I basically had my first sick-day in a decade yesterday. Wobble kept me company in bed, staking his claim to my corpse.
This bout of man-flu (which has now proven to be covid) was not the cause of this post, it's cause-adjacent.
Today, since my wife now has the same virus and my fever has broken, I went down to deliver moving boxes to my mother-in-law, who in her late 80s is moving into an old-people's home next week.
Because I was still contagious, I didn't go in to help. And leaving when I did was why while I was walking up the hill on the way back, I was in time to be passed by a motorcyclist going stupid-mph and weaving.
That young (probably) man (probably) will (probably) be OK, but it prompted one of the thoughts that visit me periodically.
In 1990, or there abouts, I was doing a Ph.D at Imperial College in London.
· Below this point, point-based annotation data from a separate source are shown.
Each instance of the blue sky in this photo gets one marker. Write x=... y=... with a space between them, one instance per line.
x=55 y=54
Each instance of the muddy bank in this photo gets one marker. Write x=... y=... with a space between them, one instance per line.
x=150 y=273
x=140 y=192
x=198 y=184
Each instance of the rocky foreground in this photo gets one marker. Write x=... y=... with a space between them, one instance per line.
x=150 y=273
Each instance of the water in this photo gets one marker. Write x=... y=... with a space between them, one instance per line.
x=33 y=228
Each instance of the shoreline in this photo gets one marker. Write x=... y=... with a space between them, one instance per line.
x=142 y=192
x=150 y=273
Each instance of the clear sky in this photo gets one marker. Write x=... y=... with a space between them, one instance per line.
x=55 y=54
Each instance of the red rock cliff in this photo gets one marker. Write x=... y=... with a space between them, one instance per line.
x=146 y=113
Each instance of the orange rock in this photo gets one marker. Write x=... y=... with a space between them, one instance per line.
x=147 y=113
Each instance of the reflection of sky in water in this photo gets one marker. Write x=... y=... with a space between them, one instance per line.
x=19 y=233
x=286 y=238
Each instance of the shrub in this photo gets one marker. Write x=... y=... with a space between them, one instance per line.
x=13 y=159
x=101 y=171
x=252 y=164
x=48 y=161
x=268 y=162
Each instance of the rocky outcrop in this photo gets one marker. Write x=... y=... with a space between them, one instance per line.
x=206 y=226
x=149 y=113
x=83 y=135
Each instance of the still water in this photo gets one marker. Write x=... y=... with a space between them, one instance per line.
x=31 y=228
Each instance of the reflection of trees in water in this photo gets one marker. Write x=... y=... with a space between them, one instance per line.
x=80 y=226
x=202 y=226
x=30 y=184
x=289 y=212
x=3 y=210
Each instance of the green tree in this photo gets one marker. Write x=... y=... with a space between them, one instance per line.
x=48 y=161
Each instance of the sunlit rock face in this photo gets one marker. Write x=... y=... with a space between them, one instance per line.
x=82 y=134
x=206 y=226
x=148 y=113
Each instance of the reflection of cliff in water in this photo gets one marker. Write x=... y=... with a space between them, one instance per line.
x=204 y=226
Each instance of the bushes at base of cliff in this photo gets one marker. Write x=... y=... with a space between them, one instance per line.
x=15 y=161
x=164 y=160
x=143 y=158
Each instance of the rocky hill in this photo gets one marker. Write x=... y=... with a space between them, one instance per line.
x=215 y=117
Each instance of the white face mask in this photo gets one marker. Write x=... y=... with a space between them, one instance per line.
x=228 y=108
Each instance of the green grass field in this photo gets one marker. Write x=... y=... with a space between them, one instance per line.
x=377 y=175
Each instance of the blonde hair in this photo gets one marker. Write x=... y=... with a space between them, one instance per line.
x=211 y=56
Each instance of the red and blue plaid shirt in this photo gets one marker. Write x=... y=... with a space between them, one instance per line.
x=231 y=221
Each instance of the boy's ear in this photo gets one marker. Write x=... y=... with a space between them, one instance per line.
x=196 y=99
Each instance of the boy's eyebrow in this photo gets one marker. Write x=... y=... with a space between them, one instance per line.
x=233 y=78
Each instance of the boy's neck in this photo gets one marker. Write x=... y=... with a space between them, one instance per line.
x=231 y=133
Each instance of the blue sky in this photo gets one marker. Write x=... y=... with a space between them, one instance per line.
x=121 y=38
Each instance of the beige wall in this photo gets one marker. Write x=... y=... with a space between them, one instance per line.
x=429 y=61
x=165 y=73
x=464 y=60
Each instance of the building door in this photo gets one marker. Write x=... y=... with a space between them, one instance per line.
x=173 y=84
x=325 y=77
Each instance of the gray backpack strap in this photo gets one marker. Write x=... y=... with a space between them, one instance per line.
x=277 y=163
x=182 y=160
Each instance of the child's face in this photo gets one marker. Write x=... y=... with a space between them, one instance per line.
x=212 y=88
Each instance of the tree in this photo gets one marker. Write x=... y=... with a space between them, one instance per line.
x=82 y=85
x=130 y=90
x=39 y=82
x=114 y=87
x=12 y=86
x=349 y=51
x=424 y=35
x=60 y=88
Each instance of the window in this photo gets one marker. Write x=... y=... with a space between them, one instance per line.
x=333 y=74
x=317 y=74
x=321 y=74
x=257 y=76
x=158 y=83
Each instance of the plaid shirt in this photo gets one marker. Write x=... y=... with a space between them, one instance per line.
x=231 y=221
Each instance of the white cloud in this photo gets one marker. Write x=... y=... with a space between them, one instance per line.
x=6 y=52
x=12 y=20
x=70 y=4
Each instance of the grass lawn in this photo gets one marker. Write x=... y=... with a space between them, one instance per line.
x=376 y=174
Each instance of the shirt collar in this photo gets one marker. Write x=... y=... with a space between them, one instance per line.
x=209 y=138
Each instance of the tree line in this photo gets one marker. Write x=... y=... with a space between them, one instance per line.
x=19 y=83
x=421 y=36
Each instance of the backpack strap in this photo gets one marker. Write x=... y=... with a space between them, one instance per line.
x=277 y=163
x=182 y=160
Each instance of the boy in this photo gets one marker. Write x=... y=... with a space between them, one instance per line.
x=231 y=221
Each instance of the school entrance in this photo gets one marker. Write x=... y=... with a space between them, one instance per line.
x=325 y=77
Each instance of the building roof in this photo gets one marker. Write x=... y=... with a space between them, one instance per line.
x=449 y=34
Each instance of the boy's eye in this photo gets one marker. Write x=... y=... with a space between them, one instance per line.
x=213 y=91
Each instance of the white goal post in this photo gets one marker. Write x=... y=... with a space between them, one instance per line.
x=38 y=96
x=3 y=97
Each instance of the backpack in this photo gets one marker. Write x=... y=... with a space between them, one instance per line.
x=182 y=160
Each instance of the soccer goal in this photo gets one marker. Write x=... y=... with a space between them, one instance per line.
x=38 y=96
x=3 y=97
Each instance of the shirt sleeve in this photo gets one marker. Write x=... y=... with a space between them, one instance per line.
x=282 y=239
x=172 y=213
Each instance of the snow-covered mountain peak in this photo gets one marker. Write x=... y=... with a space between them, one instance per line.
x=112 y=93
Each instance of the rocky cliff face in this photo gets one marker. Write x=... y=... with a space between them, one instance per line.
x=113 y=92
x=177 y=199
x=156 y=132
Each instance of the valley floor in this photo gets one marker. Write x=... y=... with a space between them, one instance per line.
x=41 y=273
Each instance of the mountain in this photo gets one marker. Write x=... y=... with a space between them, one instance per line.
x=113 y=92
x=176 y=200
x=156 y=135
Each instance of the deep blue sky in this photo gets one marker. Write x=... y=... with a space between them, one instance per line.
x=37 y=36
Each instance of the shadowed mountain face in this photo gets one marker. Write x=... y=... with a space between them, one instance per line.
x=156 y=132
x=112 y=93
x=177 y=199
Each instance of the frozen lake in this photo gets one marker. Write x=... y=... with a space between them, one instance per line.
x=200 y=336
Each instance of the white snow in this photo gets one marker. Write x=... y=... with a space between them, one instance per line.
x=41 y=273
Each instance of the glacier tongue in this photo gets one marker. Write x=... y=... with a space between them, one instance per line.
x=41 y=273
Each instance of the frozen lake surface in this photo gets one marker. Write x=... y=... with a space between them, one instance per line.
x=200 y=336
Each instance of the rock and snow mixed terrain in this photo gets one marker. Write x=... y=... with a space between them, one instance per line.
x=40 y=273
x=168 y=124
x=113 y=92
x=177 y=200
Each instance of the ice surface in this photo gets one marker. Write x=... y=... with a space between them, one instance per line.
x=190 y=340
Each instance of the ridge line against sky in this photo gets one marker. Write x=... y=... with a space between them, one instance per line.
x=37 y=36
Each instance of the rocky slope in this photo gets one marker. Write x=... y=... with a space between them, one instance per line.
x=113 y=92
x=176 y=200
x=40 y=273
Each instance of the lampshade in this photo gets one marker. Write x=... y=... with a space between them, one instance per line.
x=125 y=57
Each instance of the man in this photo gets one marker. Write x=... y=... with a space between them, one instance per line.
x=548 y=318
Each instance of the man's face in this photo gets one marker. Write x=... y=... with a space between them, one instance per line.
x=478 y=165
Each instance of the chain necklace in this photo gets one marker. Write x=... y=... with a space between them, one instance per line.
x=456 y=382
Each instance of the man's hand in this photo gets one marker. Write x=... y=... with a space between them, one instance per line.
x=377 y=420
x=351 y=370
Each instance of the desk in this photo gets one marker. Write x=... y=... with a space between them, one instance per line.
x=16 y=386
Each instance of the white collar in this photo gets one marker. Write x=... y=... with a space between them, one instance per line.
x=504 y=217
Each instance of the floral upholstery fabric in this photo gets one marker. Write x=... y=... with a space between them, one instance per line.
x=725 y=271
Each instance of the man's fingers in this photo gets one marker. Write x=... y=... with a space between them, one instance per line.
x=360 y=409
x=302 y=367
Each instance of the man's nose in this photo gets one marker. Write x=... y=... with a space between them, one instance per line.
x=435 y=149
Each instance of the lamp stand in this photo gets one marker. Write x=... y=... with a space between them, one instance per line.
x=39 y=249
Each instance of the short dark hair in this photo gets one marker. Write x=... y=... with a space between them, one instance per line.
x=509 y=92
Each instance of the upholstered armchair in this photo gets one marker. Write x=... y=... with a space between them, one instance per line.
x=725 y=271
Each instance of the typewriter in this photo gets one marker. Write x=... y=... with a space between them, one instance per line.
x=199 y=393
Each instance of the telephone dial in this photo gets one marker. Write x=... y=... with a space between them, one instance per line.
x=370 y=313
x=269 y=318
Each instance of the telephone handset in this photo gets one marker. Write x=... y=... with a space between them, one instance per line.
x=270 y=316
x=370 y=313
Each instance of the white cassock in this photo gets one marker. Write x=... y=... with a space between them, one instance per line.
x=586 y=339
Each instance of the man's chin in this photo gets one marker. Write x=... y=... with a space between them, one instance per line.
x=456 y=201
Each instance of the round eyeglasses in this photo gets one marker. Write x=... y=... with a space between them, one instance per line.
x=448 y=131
A friendly guy introduced himself to me. Juan was also doing a Ph.D in my group. He was basically the anti-Mark: friendly, chatty, warm, easy in his skin, given to sharing his secrets ... which I guess made them not secrets at all.
That winter, Juan went to visit friends and family in Mexico. The next thing we knew, he was dead. Killed in a car crash. There are only two conversations I remember out of the many chats I must have had with Juan. One of those two concerned how enthusiastic he was about the idea of having children. In a group of young men focused on their research he was the outlier. He wanted six.
Juan was the first non-old person I'd known to die. We weren't friends, we were friendly. Since then I've had a handful of old school-mates and acquaintances die, and one good friend. And I carry them around - Juan drops in now and then. I don't know the circumstances of his death - maybe he was an innocent passenger rear-ended by a truck, maybe he was driving, pushing the envelope. Doesn't matter. The motorcyclist shot past me and I thought of Juan.
People die and the ripples they left are carried forwards by the people who knew them - some small fragment of them propagating into the future until it's extinguished. And in the end they'll be just names in some indelible register of births and deaths, the occasional census, the archives of a school.
At some point after that some descendant who, has reached that point in life when they realise they've lived their whole life looking forward for answers and meaning, will incorrectly think that those answers might lie behind them instead. They'll look up records, build a family tree, copy the names. An immortality in name only.
A blog is a place to dump random thoughts. They can't all be about selling you guys books.
There's no particular point to this post. It's just passing thoughts condensing through the keyboard. As I progress through life I'm carrying my dead with me. That's all. Some lived long lives. Some lived fulfilling lives. Some were short.
To conclude. Be careful out there. And if you can't be careful then at least make sure you're getting a good exchange rate between risk and thrill.